BALL – A Traumedy


BALL – A Traumedy
ONE MAN… ONE BALL… ONE HOUR

The Chapman Society has been proud to present performances of “BALL – A Traumedy”, by Brian Lobel, in 2006 and 2007.

More about the 2006 performance:  “Cancer survivor puts on ‘traumedy’ play tonight” by Amy Reinink, The Gainesville Sun, March 2, 2006

Brian Lobel has one ball – and this is his story.

BALL is a solo performance about illness, struggle and survivorship. In this 70 minute piece, Brian attempts to answer the following question: in a world of Lance Armstrong-style successes and victories, what’s an awkward, unathletic, average testicular cancer patient to do? This is not your mother’s illness drama. BALL sees all of the disgusting parts of cancer not as things which should be changed into things beautiful or inspirational. Instead, the sperm bank, the catheters, and the hair loss take center stage in all their glory, in a manner which is honest, irreverent and, ultimately, healing. BALL was the first solo performance to be awarded the Hopwood Drama Award at the University of Michigan, a creative writing award made famous by its most well-known former winner, Arthur Miller. Check it out on the web at: http://brianlobel.freeservers.com/BALL1.htm

Students & faculty enjoyed lunch on the lawn with Brian after his 2006 performance.

There’s No Time Like The Present To Learn How…

Check your testicles once a month.

In the shower:  Roll each testicle between your thumb and finger. Feel for hard lumps or bumps on the front or side of the testicle.  If you notice a change or lumps, contact your doctor right away.

Cancer of the testicle can be cured if you find it early.

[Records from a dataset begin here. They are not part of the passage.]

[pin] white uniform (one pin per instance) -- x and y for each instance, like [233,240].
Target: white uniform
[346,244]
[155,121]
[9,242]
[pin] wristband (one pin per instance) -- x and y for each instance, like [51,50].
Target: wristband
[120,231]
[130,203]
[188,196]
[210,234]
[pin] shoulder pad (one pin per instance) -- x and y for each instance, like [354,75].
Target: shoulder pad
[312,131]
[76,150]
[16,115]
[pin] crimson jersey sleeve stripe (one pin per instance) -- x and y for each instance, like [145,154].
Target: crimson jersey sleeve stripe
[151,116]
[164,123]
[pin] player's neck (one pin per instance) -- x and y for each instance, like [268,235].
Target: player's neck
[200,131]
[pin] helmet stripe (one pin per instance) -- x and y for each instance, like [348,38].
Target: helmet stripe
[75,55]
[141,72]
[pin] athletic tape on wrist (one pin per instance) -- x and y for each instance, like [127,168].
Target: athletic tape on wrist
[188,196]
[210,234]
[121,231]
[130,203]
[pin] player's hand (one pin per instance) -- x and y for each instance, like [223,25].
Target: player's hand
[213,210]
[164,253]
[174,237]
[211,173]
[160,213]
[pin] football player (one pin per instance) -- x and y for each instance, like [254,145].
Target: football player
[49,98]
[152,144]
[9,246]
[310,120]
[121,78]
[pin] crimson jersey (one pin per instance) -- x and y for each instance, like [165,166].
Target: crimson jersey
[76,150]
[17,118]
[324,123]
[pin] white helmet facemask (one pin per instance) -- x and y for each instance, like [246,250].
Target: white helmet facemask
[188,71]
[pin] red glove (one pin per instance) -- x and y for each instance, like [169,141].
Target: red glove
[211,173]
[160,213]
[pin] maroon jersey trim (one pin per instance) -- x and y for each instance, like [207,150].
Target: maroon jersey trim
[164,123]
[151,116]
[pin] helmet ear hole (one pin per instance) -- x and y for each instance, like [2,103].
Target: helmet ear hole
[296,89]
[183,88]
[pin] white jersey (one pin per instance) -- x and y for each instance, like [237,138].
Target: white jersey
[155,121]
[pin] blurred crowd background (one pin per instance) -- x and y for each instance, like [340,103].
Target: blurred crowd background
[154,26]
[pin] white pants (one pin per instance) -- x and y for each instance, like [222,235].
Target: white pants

Breast cancer may be cured if you find it early.  The best early diagnostic cancer check is a mammogram.
When your doctor checks your breasts, ask about this.

Use the shower check.  Check your breasts about one week after your period.  Press firmly with the pads of your fingers.  Move your left hand over your right breast in a circular motion.  Now check your left breast with your right hand in the same way.  If there are any lumps, knots, or changes, tell your doctor right away.